Feeling compassion brings one tremendous joy. But it can
also bring great pain. To feel another’s suffering is to feel your own, and
this frightens us. We so often fear our own pain, our own vulnerability. But when, as yoga teaches us, we recognize and
honor the Divine Spirit within us, we know
we have nothing to fear because fear cannot reach the Divine and therefore it
cannot reach us.
Sometimes that pain comes from trying to feel compassion
towards someone with whom we have had a difficult time. Hatred is a powerful
emotion but it’s not real. It’s merely something the ego created to protect
itself. Hatred allows us to blame others for our life situations. When the ego
has been hurt, insulted, or threatened, it points a finger at the culprit.
Placing blame on others relieves the ego of its responsibility, making the ego “right.”

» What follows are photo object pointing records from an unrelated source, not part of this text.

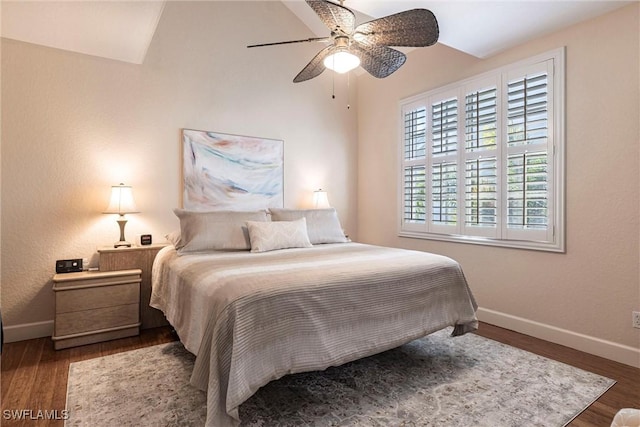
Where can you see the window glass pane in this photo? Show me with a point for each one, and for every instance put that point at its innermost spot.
(444, 200)
(415, 134)
(527, 201)
(444, 122)
(414, 194)
(481, 192)
(481, 119)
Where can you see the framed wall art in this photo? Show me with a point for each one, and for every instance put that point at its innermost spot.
(231, 172)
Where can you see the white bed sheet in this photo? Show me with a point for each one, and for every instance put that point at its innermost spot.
(253, 317)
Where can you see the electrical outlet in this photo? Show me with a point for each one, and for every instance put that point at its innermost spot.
(636, 319)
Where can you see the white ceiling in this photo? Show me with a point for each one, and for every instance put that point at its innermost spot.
(123, 30)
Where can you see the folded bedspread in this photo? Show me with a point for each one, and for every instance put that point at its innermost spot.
(254, 317)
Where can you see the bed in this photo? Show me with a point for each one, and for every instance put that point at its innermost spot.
(254, 314)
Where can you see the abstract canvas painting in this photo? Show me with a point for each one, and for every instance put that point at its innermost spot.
(231, 172)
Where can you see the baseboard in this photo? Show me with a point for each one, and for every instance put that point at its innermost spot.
(592, 345)
(27, 331)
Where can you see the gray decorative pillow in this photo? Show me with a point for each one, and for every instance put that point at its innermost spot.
(269, 236)
(323, 225)
(211, 231)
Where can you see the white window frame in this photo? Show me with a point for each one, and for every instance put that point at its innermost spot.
(553, 237)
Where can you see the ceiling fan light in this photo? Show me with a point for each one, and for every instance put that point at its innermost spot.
(342, 62)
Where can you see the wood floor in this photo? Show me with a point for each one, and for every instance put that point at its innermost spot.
(34, 375)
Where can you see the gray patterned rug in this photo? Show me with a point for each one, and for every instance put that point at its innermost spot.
(433, 381)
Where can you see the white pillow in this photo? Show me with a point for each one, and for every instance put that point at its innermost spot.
(210, 231)
(323, 225)
(269, 236)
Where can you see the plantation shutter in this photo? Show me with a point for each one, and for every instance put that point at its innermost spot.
(414, 192)
(443, 164)
(529, 152)
(482, 160)
(482, 165)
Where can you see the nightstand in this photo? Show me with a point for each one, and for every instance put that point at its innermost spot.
(96, 306)
(140, 257)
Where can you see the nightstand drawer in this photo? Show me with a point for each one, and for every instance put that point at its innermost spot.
(90, 298)
(96, 306)
(93, 320)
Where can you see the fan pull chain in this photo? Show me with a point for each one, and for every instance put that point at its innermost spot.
(348, 90)
(333, 85)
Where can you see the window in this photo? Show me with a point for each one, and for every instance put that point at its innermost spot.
(483, 158)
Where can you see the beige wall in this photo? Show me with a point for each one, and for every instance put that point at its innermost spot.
(73, 125)
(593, 288)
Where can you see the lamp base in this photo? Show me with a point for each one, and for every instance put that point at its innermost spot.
(122, 244)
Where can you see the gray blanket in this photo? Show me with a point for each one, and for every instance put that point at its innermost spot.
(254, 317)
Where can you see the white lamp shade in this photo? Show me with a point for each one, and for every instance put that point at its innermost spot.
(320, 199)
(341, 61)
(121, 200)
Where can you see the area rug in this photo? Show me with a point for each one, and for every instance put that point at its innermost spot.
(434, 381)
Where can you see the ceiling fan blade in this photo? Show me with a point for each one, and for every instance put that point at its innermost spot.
(379, 61)
(336, 17)
(315, 67)
(416, 28)
(313, 39)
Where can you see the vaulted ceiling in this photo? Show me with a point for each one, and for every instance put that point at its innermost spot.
(123, 30)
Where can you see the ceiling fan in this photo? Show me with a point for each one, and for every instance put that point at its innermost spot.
(367, 44)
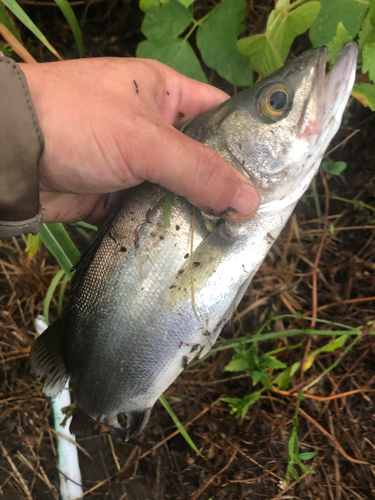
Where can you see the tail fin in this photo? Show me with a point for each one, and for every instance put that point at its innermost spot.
(137, 421)
(47, 359)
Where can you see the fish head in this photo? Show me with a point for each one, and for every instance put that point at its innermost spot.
(277, 131)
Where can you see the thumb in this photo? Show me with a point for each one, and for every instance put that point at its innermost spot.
(196, 172)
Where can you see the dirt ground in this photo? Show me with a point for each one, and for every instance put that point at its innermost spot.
(308, 269)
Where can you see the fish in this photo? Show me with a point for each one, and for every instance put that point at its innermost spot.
(146, 299)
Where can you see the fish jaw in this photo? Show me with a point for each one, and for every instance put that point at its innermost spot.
(321, 120)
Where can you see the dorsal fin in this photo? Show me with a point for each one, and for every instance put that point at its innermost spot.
(84, 261)
(46, 358)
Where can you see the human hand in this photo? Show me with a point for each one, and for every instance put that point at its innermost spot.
(109, 124)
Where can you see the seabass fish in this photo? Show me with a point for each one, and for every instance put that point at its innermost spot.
(130, 326)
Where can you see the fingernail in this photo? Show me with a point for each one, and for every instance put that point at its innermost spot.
(246, 203)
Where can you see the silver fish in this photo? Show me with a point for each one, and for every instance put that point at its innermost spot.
(130, 326)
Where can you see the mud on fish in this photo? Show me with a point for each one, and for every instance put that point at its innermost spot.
(129, 328)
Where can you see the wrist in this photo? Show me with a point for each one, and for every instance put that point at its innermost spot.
(21, 145)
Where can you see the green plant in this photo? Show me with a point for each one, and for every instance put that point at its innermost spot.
(216, 37)
(294, 457)
(259, 368)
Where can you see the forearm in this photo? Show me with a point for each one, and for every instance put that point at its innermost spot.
(21, 146)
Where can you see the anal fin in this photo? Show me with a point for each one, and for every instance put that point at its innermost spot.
(81, 424)
(47, 359)
(137, 421)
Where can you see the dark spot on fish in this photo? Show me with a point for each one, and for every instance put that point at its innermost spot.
(182, 342)
(112, 237)
(224, 212)
(106, 201)
(194, 348)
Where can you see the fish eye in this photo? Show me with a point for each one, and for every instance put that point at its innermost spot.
(274, 101)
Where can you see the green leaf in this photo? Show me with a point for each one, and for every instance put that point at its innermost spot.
(333, 345)
(307, 456)
(179, 425)
(186, 3)
(166, 21)
(271, 363)
(337, 42)
(368, 60)
(264, 57)
(33, 243)
(217, 41)
(241, 406)
(58, 242)
(6, 20)
(367, 32)
(24, 18)
(269, 51)
(146, 4)
(293, 472)
(334, 168)
(297, 22)
(73, 23)
(176, 53)
(237, 365)
(50, 292)
(349, 12)
(365, 93)
(256, 375)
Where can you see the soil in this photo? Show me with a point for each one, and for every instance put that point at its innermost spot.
(239, 460)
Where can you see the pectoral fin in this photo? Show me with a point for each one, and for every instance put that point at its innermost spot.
(47, 359)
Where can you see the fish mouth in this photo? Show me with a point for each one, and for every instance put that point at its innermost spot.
(321, 118)
(330, 92)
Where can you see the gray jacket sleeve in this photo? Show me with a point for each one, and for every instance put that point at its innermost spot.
(21, 146)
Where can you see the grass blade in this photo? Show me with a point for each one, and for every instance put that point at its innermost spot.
(73, 23)
(179, 425)
(50, 292)
(58, 242)
(24, 18)
(62, 292)
(6, 20)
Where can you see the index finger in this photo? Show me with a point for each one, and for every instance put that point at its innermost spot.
(184, 98)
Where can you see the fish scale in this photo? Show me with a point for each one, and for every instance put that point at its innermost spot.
(130, 327)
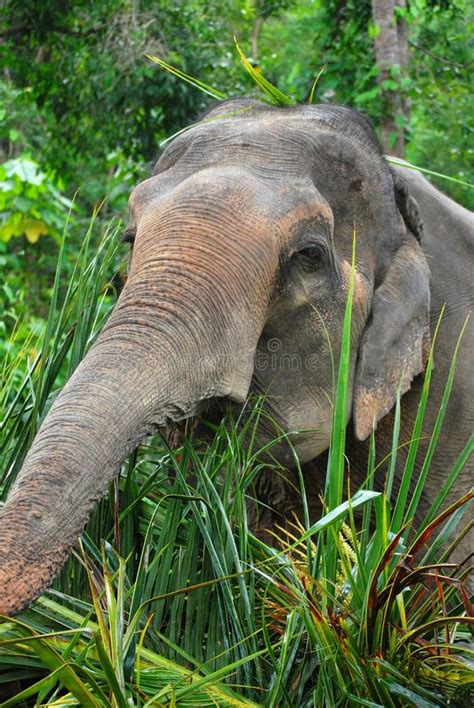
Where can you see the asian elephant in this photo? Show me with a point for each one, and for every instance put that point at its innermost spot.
(242, 241)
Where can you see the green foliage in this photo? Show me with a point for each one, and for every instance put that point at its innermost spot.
(31, 204)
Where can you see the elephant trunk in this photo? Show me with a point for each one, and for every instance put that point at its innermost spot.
(160, 355)
(101, 415)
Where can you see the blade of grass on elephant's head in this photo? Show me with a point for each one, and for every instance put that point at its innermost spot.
(315, 84)
(197, 83)
(276, 96)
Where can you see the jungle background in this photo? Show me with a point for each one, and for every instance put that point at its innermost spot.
(169, 599)
(83, 111)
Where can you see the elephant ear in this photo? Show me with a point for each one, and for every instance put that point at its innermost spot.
(396, 341)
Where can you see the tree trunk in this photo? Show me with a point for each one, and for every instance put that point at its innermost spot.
(391, 51)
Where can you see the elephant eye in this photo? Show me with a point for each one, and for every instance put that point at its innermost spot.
(129, 236)
(312, 256)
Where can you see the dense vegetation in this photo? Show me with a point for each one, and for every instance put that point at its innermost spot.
(82, 116)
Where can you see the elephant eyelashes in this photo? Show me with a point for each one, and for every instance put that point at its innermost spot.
(312, 256)
(129, 237)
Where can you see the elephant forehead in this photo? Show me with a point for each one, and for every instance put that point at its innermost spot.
(273, 147)
(223, 192)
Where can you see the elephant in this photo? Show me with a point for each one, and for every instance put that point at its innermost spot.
(241, 256)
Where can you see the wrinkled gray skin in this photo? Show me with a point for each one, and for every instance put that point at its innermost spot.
(238, 282)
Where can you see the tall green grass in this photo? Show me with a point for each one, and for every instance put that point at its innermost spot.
(169, 599)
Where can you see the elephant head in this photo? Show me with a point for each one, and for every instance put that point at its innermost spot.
(238, 281)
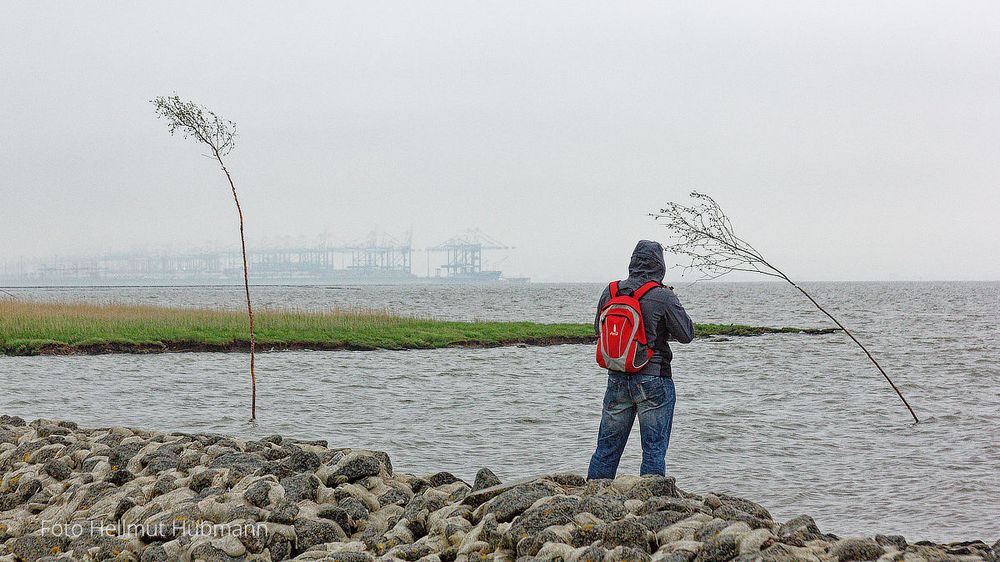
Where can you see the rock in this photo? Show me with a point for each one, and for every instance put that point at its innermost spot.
(239, 464)
(856, 549)
(654, 486)
(895, 541)
(558, 510)
(310, 532)
(628, 533)
(284, 513)
(300, 487)
(57, 469)
(33, 547)
(119, 477)
(745, 506)
(603, 507)
(339, 516)
(440, 479)
(802, 527)
(719, 549)
(485, 479)
(514, 501)
(257, 494)
(753, 542)
(354, 467)
(394, 496)
(355, 508)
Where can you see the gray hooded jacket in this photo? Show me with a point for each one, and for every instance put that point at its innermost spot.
(662, 313)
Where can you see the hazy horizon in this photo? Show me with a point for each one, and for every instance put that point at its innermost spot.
(847, 141)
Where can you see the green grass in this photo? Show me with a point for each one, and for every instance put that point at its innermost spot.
(29, 328)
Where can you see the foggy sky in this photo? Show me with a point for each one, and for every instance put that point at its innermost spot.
(846, 140)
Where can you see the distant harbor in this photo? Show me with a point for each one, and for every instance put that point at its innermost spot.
(376, 260)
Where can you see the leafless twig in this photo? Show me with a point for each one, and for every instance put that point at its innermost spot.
(704, 234)
(219, 135)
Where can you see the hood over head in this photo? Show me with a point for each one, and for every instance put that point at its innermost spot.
(647, 262)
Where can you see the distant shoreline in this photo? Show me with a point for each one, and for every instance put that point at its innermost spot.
(44, 328)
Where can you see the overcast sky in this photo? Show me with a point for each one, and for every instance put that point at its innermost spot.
(846, 140)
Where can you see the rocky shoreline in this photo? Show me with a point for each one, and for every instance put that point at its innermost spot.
(118, 493)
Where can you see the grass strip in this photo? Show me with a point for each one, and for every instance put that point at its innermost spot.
(33, 328)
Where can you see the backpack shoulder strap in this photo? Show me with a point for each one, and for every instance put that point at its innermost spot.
(646, 287)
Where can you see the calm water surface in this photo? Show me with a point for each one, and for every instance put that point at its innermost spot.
(804, 424)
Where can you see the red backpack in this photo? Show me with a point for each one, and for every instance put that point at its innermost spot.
(621, 344)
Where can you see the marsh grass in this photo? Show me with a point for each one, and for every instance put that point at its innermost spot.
(28, 328)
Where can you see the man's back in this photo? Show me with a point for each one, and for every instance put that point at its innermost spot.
(662, 313)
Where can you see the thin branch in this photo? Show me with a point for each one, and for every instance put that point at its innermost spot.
(704, 234)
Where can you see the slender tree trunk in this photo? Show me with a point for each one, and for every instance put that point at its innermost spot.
(246, 286)
(861, 345)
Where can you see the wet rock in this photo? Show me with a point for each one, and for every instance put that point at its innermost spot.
(719, 549)
(354, 468)
(745, 506)
(338, 515)
(895, 541)
(355, 508)
(300, 487)
(394, 496)
(285, 513)
(257, 494)
(33, 547)
(57, 469)
(627, 532)
(239, 464)
(856, 549)
(119, 477)
(310, 532)
(603, 507)
(440, 479)
(556, 511)
(514, 501)
(802, 527)
(485, 479)
(654, 486)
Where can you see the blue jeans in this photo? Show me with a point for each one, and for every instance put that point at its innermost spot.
(649, 397)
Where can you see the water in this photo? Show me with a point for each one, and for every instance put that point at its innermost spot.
(803, 424)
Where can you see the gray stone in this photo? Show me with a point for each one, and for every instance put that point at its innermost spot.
(802, 527)
(355, 508)
(355, 469)
(300, 487)
(284, 513)
(33, 547)
(654, 486)
(257, 494)
(557, 511)
(57, 469)
(856, 549)
(154, 553)
(485, 479)
(603, 507)
(626, 532)
(513, 502)
(745, 506)
(895, 541)
(239, 464)
(311, 532)
(719, 549)
(338, 515)
(593, 554)
(393, 497)
(119, 477)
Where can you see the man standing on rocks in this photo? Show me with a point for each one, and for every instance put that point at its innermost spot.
(648, 394)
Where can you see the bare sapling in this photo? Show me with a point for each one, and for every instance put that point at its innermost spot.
(197, 122)
(704, 234)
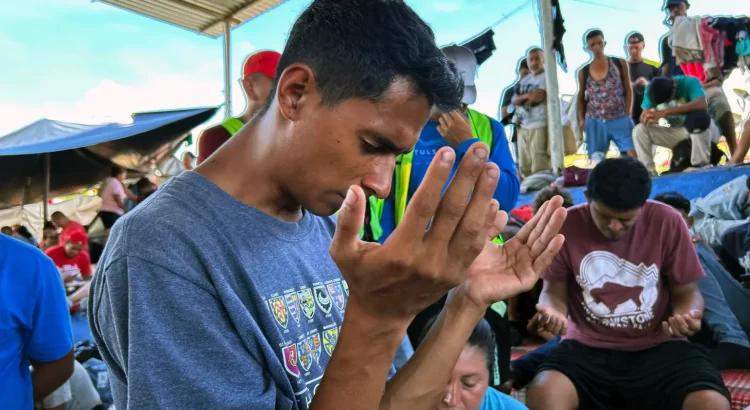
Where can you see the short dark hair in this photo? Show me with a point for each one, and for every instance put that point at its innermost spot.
(661, 89)
(622, 183)
(534, 50)
(482, 337)
(523, 64)
(674, 199)
(635, 35)
(115, 171)
(358, 48)
(593, 33)
(545, 194)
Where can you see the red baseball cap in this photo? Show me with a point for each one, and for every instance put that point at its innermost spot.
(264, 62)
(78, 237)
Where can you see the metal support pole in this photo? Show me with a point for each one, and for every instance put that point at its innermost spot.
(227, 69)
(45, 195)
(554, 119)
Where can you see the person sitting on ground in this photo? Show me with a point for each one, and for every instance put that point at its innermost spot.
(22, 233)
(68, 227)
(71, 259)
(624, 296)
(681, 101)
(723, 208)
(468, 387)
(727, 311)
(36, 352)
(78, 393)
(605, 99)
(50, 237)
(258, 72)
(257, 297)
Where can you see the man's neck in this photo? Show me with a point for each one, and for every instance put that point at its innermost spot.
(600, 57)
(250, 110)
(246, 167)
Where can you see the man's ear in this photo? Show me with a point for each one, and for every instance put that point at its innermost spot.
(296, 89)
(247, 86)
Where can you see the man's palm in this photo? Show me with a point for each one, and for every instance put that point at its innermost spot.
(500, 272)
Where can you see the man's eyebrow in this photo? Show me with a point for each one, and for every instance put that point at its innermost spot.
(385, 144)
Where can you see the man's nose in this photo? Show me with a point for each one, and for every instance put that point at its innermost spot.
(379, 182)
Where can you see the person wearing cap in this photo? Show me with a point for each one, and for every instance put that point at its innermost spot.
(258, 73)
(531, 114)
(681, 101)
(257, 296)
(716, 100)
(506, 113)
(70, 258)
(641, 71)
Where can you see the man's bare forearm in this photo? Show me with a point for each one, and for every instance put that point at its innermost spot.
(355, 377)
(420, 384)
(558, 302)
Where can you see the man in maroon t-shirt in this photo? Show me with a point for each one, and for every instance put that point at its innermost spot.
(623, 293)
(258, 73)
(69, 227)
(70, 258)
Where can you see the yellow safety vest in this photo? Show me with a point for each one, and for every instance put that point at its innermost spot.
(232, 125)
(481, 128)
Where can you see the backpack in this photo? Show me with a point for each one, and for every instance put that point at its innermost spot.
(587, 71)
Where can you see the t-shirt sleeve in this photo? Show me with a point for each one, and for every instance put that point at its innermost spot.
(646, 101)
(51, 336)
(177, 345)
(681, 264)
(693, 88)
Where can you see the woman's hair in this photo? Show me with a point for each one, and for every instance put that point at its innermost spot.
(482, 337)
(23, 231)
(115, 171)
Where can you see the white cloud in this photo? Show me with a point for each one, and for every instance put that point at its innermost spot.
(447, 6)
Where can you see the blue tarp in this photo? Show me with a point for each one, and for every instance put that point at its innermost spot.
(80, 156)
(691, 184)
(53, 136)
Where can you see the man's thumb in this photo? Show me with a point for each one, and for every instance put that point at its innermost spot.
(350, 219)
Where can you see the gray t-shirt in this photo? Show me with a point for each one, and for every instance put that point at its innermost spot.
(530, 117)
(202, 302)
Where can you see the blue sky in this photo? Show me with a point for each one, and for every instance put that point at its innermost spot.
(79, 61)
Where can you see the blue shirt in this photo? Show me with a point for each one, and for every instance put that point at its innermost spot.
(495, 400)
(34, 319)
(234, 309)
(430, 141)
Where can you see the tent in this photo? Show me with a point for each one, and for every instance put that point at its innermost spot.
(53, 157)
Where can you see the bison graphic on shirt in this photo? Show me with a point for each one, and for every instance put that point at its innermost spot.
(616, 292)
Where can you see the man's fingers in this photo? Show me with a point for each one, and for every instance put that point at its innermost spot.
(542, 262)
(425, 200)
(525, 233)
(471, 235)
(452, 206)
(498, 225)
(349, 222)
(550, 229)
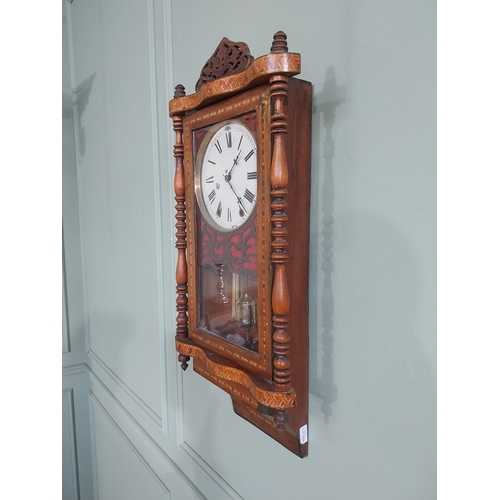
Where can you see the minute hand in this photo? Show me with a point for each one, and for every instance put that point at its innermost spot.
(234, 165)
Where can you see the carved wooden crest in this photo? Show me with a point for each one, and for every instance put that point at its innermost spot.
(229, 58)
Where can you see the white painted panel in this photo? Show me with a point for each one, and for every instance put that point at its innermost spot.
(122, 473)
(118, 186)
(70, 489)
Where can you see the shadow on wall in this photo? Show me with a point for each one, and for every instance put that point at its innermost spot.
(321, 377)
(80, 95)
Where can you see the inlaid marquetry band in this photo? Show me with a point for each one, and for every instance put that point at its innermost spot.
(286, 63)
(277, 400)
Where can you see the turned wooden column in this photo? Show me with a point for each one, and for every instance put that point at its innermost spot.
(279, 255)
(180, 199)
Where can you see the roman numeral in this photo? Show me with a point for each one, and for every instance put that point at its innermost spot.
(248, 156)
(249, 195)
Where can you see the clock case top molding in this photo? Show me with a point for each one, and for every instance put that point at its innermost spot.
(268, 386)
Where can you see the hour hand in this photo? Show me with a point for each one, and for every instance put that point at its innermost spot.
(242, 208)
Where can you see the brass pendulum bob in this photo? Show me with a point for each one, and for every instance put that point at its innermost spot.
(246, 315)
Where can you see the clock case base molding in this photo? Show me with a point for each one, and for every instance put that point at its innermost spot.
(253, 396)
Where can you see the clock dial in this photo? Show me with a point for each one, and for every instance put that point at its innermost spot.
(226, 176)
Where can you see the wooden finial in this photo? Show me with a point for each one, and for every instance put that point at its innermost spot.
(180, 91)
(279, 43)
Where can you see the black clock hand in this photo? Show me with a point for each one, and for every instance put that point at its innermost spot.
(234, 165)
(242, 209)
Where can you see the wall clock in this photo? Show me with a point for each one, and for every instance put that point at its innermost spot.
(242, 191)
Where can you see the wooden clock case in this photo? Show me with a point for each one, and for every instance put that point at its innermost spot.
(269, 388)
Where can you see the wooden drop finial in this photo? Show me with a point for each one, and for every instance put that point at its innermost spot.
(180, 91)
(279, 43)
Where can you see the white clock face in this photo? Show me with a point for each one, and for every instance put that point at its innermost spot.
(226, 183)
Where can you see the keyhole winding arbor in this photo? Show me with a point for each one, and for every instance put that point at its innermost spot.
(242, 192)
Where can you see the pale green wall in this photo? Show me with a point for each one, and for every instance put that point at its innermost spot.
(373, 238)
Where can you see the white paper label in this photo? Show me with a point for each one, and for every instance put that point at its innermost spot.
(303, 434)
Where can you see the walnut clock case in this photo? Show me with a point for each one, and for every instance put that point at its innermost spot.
(242, 191)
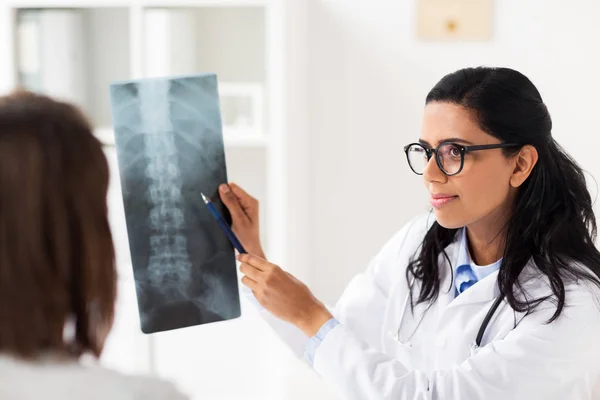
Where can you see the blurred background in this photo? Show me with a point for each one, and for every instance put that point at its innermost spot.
(318, 98)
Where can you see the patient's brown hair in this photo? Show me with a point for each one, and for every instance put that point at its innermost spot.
(56, 251)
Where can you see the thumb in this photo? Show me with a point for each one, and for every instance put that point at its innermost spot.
(231, 202)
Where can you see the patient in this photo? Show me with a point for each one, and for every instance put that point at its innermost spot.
(57, 267)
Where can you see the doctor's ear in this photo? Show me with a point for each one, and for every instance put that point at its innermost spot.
(525, 160)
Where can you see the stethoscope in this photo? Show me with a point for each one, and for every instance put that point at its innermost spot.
(484, 324)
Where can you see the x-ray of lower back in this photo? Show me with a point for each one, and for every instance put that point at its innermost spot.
(169, 149)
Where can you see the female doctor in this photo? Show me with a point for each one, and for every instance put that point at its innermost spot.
(496, 295)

Blame and hatred can do nothing to cultivate compassion. It can only destroy
it. Non-compassion does not lead to happiness. It prevents it. And why would we
ever choose to be unhappy? It is not for
our own egos to judge who is deserving of compassion and who is not. This is simply a battle of one ego against
another. When we bring yoga into our life and accept that we are ALL united,
that we are not our egos, then we will have and demonstrate love and compassion
for everyone.
“The truly helpful are invulnerable, because they are not
protecting their egos and so nothing can hurt them.”